Título: A indiscrição triunfal de Lula
Autor: Rolf Kuntz
Fonte: O Estado de São Paulo, 28/04/2005, Economia, p. B2

Ministro brasileiro poderia cobrar um extra, talvez um salário-imagem, semelhante a um salário-insalubridade, para consertar inconveniências ditas por seu chefe. O ministro de Relações Exteriores, Celso Amorim, merece crédito por seu empenho em cumprir esse papel. Em menos de uma semana, ele interveio duas vezes para sustentar que o presidente não queria dizer o que todo mundo entendeu quando afirmou que havia tirado da pauta a Área de Livre Comércio das Américas, a Alca. Não convenceu nenhuma pessoa sensata, nem deve ter imaginado que pudesse convencer. Mas, além disso, não conseguiu enterrar uma questão que envolve muito mais que um tropeço verbal. A primeira intervenção do ministro foi em São Paulo, na sexta-feira passada. A segunda, na entrevista coletiva concedida em Brasília em companhia da secretária de Estado Condoleezza Rice. Nas duas ocasiões ele apresentou uma pitoresca interpretação das palavras de seu chefe. Segundo o chanceler, o presidente Luiz Inácio Lula da Silva queria dizer que havia tirado a Alca da pauta dos jornalistas. Acrescentou que a Alca não é uma obsessão do governo, mas que isso não quer dizer que não seja uma prioridade. Na segunda intervenção, disse também que o tema já estava fora do debate ideológico.

Seria mais fácil enterrar o assunto se fosse possível acreditar que o presidente havia apenas cometido mais uma de suas batatadas. Muitas ainda serão perpetradas, enquanto ele insistir em falar de improviso - ou enquanto confiar em assessores de escassa competência, como aqueles envolvidos nos chamados programas sociais. Mas é bem possível que, em vez de um tropeço, o presidente Lula tenha cometido um ato falho ou uma indiscrição. Teria agido como a criança que diz na frente de visitas o que não deveria dizer e deixa os pais embaraçados. Criança causa embaraço, nessas ocasiões, quase sempre por dizer a verdade.

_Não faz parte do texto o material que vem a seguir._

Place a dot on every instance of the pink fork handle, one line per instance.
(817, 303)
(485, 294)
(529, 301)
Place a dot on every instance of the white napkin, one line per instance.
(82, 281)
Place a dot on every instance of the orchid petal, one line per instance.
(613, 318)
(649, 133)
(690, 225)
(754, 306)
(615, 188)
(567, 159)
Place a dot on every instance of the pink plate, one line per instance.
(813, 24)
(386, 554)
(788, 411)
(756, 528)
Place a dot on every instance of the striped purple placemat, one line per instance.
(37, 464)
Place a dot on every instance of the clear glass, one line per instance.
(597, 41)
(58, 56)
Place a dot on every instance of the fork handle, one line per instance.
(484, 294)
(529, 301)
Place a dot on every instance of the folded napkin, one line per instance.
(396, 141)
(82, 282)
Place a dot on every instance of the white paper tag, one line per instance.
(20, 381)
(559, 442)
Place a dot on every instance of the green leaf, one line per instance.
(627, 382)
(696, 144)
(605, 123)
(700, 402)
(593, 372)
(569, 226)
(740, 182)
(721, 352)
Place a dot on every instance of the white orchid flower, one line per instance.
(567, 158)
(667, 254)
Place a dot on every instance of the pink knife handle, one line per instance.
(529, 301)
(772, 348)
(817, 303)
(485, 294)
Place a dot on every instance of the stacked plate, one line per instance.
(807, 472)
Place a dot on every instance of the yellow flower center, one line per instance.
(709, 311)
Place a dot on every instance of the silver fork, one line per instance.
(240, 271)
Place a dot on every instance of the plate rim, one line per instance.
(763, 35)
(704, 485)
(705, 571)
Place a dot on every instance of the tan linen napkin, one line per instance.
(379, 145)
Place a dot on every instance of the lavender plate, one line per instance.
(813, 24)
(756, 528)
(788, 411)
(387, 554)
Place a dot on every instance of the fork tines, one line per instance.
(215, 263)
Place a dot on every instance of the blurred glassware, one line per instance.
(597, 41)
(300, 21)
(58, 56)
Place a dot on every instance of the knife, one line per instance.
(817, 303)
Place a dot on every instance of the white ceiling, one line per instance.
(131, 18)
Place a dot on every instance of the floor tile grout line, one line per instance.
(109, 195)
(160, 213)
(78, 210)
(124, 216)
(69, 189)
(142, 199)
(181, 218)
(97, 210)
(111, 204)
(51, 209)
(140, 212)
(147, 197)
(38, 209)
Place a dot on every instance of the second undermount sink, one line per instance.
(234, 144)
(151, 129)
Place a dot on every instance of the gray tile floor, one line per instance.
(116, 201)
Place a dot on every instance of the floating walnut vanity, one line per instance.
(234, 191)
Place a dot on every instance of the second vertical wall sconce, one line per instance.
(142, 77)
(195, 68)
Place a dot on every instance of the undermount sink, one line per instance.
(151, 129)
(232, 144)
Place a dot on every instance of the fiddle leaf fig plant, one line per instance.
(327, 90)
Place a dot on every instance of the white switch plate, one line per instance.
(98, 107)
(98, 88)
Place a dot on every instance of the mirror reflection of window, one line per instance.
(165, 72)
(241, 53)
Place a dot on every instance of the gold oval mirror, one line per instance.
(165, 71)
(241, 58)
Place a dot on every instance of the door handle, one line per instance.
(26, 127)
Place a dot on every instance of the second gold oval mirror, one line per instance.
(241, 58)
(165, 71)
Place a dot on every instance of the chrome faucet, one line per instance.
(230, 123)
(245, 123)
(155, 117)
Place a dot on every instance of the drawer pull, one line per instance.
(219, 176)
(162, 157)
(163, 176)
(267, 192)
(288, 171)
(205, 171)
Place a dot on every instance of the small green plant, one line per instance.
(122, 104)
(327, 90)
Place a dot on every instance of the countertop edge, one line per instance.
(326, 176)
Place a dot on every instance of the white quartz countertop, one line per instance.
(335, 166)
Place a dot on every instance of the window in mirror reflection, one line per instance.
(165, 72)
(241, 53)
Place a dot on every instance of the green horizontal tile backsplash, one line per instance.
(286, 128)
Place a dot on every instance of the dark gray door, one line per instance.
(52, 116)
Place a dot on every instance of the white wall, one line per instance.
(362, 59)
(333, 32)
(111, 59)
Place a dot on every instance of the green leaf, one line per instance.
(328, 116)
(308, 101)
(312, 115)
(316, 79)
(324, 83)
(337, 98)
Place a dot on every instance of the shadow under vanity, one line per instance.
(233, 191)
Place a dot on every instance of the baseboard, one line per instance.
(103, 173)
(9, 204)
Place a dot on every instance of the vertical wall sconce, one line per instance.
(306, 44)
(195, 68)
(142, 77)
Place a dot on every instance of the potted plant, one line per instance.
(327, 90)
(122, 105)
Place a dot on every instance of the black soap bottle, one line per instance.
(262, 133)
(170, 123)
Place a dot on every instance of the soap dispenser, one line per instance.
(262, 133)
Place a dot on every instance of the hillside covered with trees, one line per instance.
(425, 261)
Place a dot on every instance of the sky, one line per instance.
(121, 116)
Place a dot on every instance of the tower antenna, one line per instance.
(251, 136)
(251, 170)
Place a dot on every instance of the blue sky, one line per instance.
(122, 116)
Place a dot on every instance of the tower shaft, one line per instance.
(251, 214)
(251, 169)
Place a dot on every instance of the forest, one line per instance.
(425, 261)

O histórico do governo Lula, no campo da diplomacia comercial, fortalece a hipótese do ato falho ou da indiscrição. "Faz dois anos que não se discute mais a criação da Alca no Brasil, porque tiramos a Alca da pauta", disse o presidente. A referência aos dois anos pode ser um exagero, mas indica um ponto importante. Ou o presidente estava fantasiando ou apenas confessava, com notável candor, que a decisão de não trabalhar seriamente pela Alca havia sido tomada no início de seu governo.

Em seu entusiasmo, o presidente acrescentou uma explicação: "E tiramos de que jeito? Tiramos fortalecendo o Mercosul, tiramos criando uma coisa chamada Comunidade Sul-Americana de Nações."

Todos esses detalhes, incluída a possível decisão tomada no início do mandato, são compatíveis com os fatos mais ostensivos da diplomacia comercial a partir de 2003 e com as fantasias presidenciais a respeito do Mercosul e da liderança brasileira na América do Sul.

São compatíveis com a nomeação do embaixador Samuel Pinheiro Guimarães, conhecido por suas opiniões contrárias à formação da Alca, para o posto de vice-ministro de Relações Exteriores. Combinam muito bem com a escolha de negociadores sabidamente receptivos à orientação do vice-ministro.

O presidente não só afirmou e explicou a mudança da pauta brasileira, mas também apresentou argumentos para justificar essa decisão. Estados Unidos e União Européia, segundo o presidente, são parceiros importantes, mas os sul-americanos não podem "ser dependentes deles".

Também esse comentário se ajusta perfeitamente às concepções estratégicas até agora reveladas pelo presidente. Ele parece nunca haver entendido que há muito tempo o Brasil é um comerciante global (global trader, em dialeto moderno), com parceiros espalhados por todos os continentes. Contatos com novos mercados vêm-se multiplicando há vários anos e o máximo que se pode dizer é que os fatos recentes sejam continuação de uma tendência - ou de uma vocação bem conhecida.

Não foi a imprensa que ideologizou o debate. Foi o governo. A bandeira da integração Sul-Sul apenas acrescentou um toque de ideologia e de ineficiência política a uma vocação que o Brasil poderia seguir sem menosprezar a formação da Alca e sem criar obstáculos a um acordo de livre comércio com a União Européia.

Depois da fala presidencial, o Itamaraty reafirmou o interesse em trabalhar pela criação da Alca. Talvez o faça, talvez não. Mas não o fez até agora e o presidente Lula, tudo o indica, apenas declarou essa verdade numa indiscrição triunfal.